Outline > Part I > Chapter 2
The Sustainability Challenge
The first chapter - key descriptor "the Sustainability Challenge" - introduces the wider context which is related to the sustainability agenda at large, where some short history and notes of the concept of sustainability and sustainable development is made. The full agenda of "sustainability-related problems" gets listed here;
- Poverty
- Water and Sanitation
- Health
- Education/illiteracy
- Sustainable production and consumption patterns
- Climate change and energy systems
- Chemicals
- Urbanization
- Ecosystems, biological diversity and land use
- Utilization of sea resources
- Food and agriculture
- Trade Justice
- Social stability, democracy and good governance
- Peace and Security
Key characteristics related to the "sustainability problems" are identified, and the demanding approach they induce is illustrated. Some of the core issues gets extra highlighted in sections - such as poverty, water and food security, illiteracy, HIV/AIDS, global warming/climate change. A core source for describing "the state of the world" will be some maps from GapMinder, debunking some myths with some visualized facts.
The Challenge - and the Traditional Response
An illustration of the institutions that is there to solve sustainability-related problems gets done, and some personal encounters and general reasons on why they mostly fall short to tackle the issues at hand. The character of the complex and intertwined cause-and-effect loops that surrounds the sustainability problems really demands "outside-the-box" thinking.

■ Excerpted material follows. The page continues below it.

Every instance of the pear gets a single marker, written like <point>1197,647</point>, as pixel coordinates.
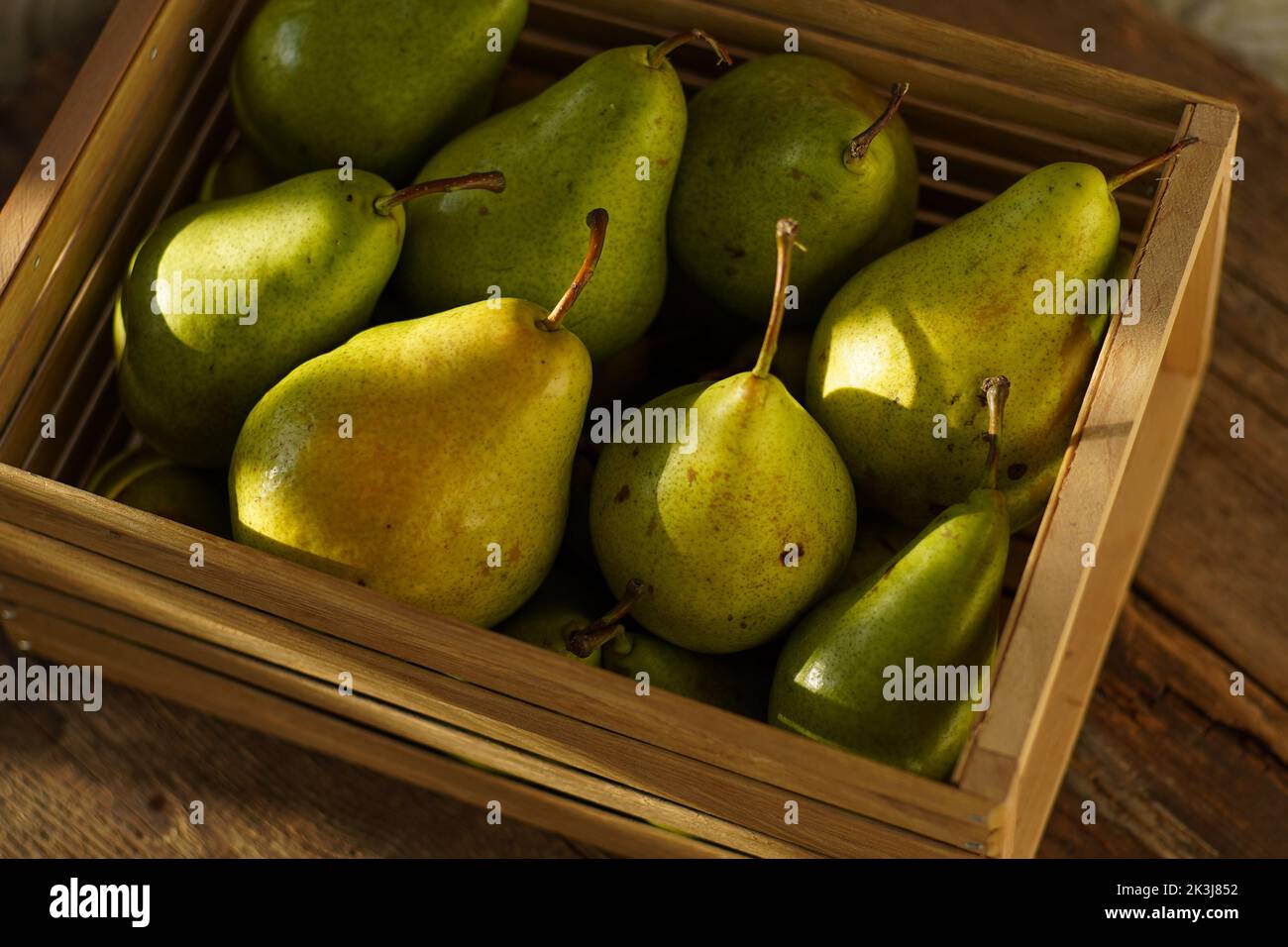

When presented earlier, this illustration has been attached with some short notes, and will now get a proper write-up, using the respective concept in the illustration as a departure to get into detail of the respective shortcomings within these established institutions to tackle the sustainability agenda - where a special focus will be on "siloizing" coming from narrow specialty focus, missing the "holistic picture".